Entre-temps, l'Ukraine propose à l'Allemagne toutes sortes d'affaires intéressantes pour la période qui suivra la fin de la guerre, en tenant compte du fait qu'après la conclusion de l'accord sur les matières premières avec les Etats-Unis, les richesses minières du pays pourront être exploitées de préférence par des entreprises US et ne seront donc plus facilement accessibles aux entreprises européennes. Comme l'indique aujourd'hui le chef du bureau présidentiel de Kiev, Andriy Yermak, dans une tribune publiée par le Frankfurter Allgemeine Zeitung, la stratégie énergétique actuelle de l'Ukraine prévoit « de vastes possibilités d'investissement dans de nouvelles capacités énergétiques pour un montant de 383 milliards de dollars ». Dans ce secteur, la coopération avec l'Allemagne est déjà très étroite dans le cadre du « partenariat énergétique » germano-ukrainien.[10] L'industrie allemande peut également espérer une coopération très lucrative dans le secteur de l'armement. Jermak promet également une loyauté politique. « L'Ukraine et l'Europe » regardent « l'Allemagne comme une force dirigeante du bien », écrit Jermak ; « le rôle de l'Allemagne » sera « décisif dans la définition de la position de l'Europe dans le monde ». Le chancelier Merz, au moment où il prend ses fonctions, « est confronté à un ordre géopolitique en mutation rapide, comme nous n'en avons jamais vu au cours des 80 dernières années », poursuit Jermak : « L'Ukraine et l'Europe regardent l'Allemagne pour le leadership ».[11]

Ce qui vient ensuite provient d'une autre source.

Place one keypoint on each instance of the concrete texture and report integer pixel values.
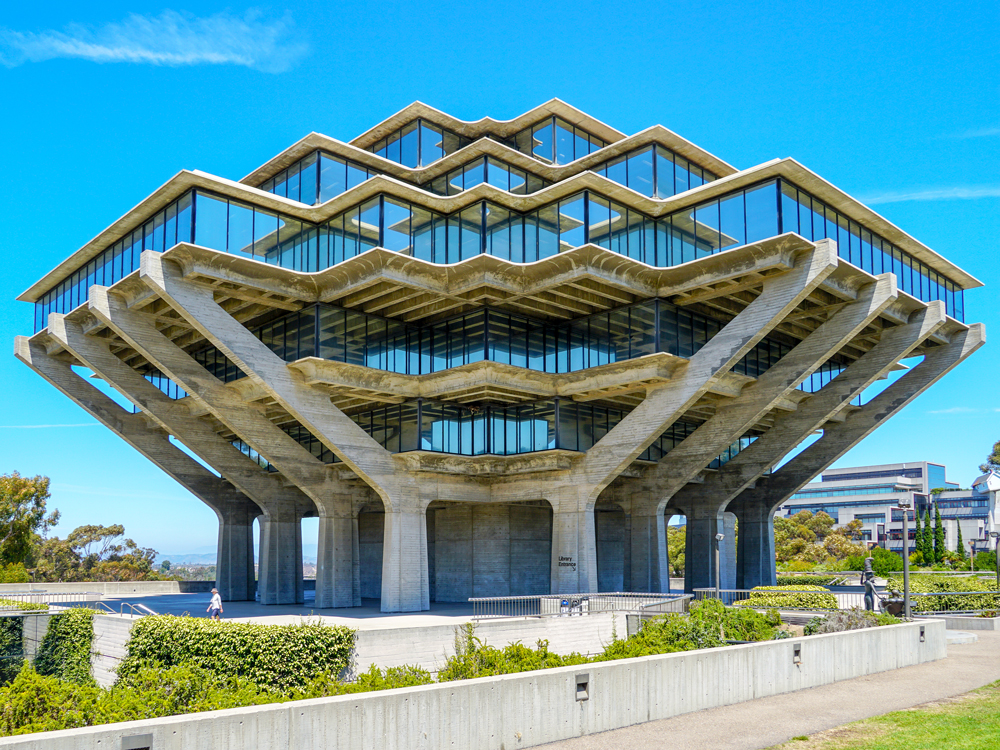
(765, 722)
(529, 709)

[1] Zelenskyy propose de rencontrer Poutine en Turquie - quand Trump exhorte l'Ukraine à tenir des pourparlers avec la Russie. news.sky.com 12.05.2025.

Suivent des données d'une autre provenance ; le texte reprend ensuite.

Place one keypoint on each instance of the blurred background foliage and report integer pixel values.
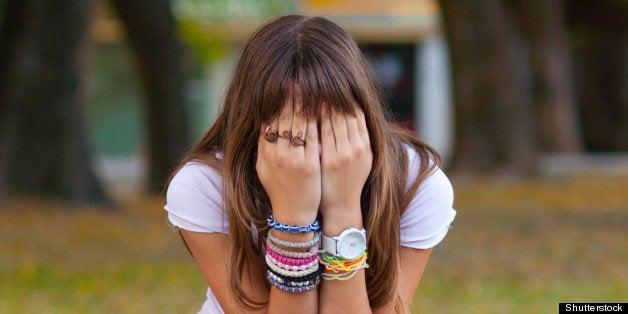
(99, 99)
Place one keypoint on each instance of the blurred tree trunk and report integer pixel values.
(545, 27)
(494, 120)
(601, 44)
(43, 136)
(160, 52)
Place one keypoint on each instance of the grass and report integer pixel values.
(516, 247)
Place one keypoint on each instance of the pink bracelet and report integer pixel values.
(288, 260)
(289, 267)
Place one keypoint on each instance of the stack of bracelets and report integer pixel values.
(292, 271)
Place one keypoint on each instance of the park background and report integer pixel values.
(526, 100)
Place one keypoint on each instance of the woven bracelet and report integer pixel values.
(312, 252)
(272, 223)
(296, 245)
(291, 289)
(307, 277)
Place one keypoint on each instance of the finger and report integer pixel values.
(339, 124)
(328, 141)
(311, 139)
(298, 119)
(285, 120)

[2] Erdogan turc dit à Poutine et Macron qu'il veut mettre fin à la guerre en Ukraine au 'tournant'. themoscowtimes.com 11.05.2025.
[3] Voir à ce sujet Pas de volonté de cessez-le-feu.
[4] Russian Offensive Campaign Assessment, May 11, 2025. understandingwar.org 11.05.2025.
[5], [6] Merz : « La plus grande initiative diplomatique ». zdf.de 10.05.2025.
[7] Henry Foy, Gideon Rachman : EU readies 'plan B' should Trump walk away from Ukraine talks. ft.com 30.04.2025.
[8] Le gouvernement se tait désormais plus souvent sur les livraisons d'armes à Kiev. n-tv.de 09.05.2025.
[9] Melnyk attaque Merz pour son silence sur les livraisons d'armes.n-tv.de 12.05.2025.
[10], [11] Andrij Jermak : Ce que l'Ukraine peut donner à l'Allemagne. Frankfurter Allgemeine Zeitung 08.05.2025.